А вообще говоря, что ей делать в арбатской квартире, Серафима толком не знала. За Кирой она ухаживала, руководствуясь уроками Софьи Смарагдовны, благо та иногда заглядывала (всегда в отсутствие Платона Демьяновича, читавшего в это время свои лекции о диалектике Гегеля). Бывали у нее и кое-какие другие гости, но об этом после. Так или иначе, Серафима подолгу оставалась одна, вернее, она была одна и тогда, когда Платон Демьянович занимался с Лебедой или общался с Марианной. Только Полюс иногда скрашивал ее одиночество. Дня не проходило, чтобы Серафима не мыла полы в той или иной комнате или в коридоре. Как сказано, готовить она не умела. Впрочем, не умела готовить и Марианна, а Платон Демьянович становился по части питания все более разборчивым и привередливым. Он вернулся к строгому соблюдению постов, что отнюдь не исключало гастрономических изысков, скорее поощряло их. Платон Демьянович требовал рыбы, а рыбу он признавал только хорошую: семгу, белугу, осетрину. Заказывал он расстегаи, закрывая глаза на то, что приносят их из ресторана. Между тем заработки у Платона Демьяновича были скудные, в институт его взяли на полставки, за лекции он получал гораздо меньше, чем рассчитывал, кое-что перепадало, правда, от Игнатия Лукьяновича под будущий учебник. Но имя Чудотворцева не появлялось в печати, что делало гонорары маловероятными, и роскошествовать можно было только на деньги Марианны. Серафима очень скоро поняла это, что тем более заставило ее мириться с Марианниным музицированием, то и дело будившим Киру. (Не потому ли Кира, уже взрослая, только делала вид, что любит музыку?) Платон Демьянович не имел представления о московских ценах и полагал, что зарабатывает достаточно, Марианна продолжала приходить на Арбат не с пустыми руками и после того, как получила наконец собственную квартиру куда Кира привела меня, когда мы вернулись из Рождествена.

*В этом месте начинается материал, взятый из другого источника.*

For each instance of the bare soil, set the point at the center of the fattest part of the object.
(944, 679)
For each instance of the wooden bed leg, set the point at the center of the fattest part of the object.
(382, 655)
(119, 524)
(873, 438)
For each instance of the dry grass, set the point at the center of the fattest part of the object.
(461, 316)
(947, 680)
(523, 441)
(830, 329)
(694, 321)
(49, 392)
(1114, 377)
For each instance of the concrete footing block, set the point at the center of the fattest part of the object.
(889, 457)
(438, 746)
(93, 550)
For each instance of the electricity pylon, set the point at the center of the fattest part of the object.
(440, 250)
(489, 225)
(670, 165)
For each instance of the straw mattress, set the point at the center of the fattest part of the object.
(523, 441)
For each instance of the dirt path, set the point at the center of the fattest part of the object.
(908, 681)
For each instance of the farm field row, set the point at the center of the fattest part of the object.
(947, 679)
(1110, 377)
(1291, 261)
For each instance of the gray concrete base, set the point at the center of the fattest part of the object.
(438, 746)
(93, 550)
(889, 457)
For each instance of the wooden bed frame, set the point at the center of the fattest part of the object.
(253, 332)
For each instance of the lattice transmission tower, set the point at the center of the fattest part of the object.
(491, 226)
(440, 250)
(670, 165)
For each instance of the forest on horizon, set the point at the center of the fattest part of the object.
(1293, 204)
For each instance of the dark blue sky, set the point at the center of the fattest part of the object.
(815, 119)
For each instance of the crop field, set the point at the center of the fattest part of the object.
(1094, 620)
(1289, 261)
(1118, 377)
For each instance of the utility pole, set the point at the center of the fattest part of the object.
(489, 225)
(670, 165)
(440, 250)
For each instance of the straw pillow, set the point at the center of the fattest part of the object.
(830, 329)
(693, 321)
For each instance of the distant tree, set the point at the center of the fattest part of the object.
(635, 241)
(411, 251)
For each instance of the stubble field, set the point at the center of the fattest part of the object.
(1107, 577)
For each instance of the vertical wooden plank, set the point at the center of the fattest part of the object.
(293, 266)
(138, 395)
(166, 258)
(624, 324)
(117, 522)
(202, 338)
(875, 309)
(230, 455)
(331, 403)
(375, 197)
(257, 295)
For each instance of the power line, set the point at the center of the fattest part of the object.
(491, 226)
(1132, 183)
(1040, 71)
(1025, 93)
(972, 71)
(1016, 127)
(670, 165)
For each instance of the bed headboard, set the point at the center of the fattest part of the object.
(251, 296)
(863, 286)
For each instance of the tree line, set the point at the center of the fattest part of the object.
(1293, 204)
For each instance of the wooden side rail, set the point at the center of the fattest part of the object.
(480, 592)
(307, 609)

Товарищ Цуфилер как будто оставил Чудотворцева в покое. Письма от господина Клингсора до него тоже больше не доходили, хотя господин Клингсор не переставал наводить справки о Граале и замке де Мервей. До его сведения было доведено, что господин де Мервей читает в Москве лекции о немецкой философии, и он пытался заполучить хоть какую-нибудь информацию об этих лекциях, в чем ему не было отказано. Лекции господина де Мервей заинтриговали его. Он, кажется, раза два писал своему прежнему корреспонденту, но ответа не получал, что должно было приводить господина Клингсора в раздражение. Ведомство товарища Цуфилера, по-видимому, считало переписку господина де Мервей с господином Клингсором излишней, полагаясь на договор о ненападении. В июне 1941 года Платон Демьянович с Серафимой и Кирой жил на даче в Мочаловке, естественно, по адресу: улица Лонгина, дом 7. Там его и застало начало войны, за которым последовали бомбардировки, причем немецкие зажигательные бомбы, казалось, метили прямо в дачу № 7, что делало проживание на даче с двухлетней Кирой неудобным, и Чудотворцевы вернулись в Москву.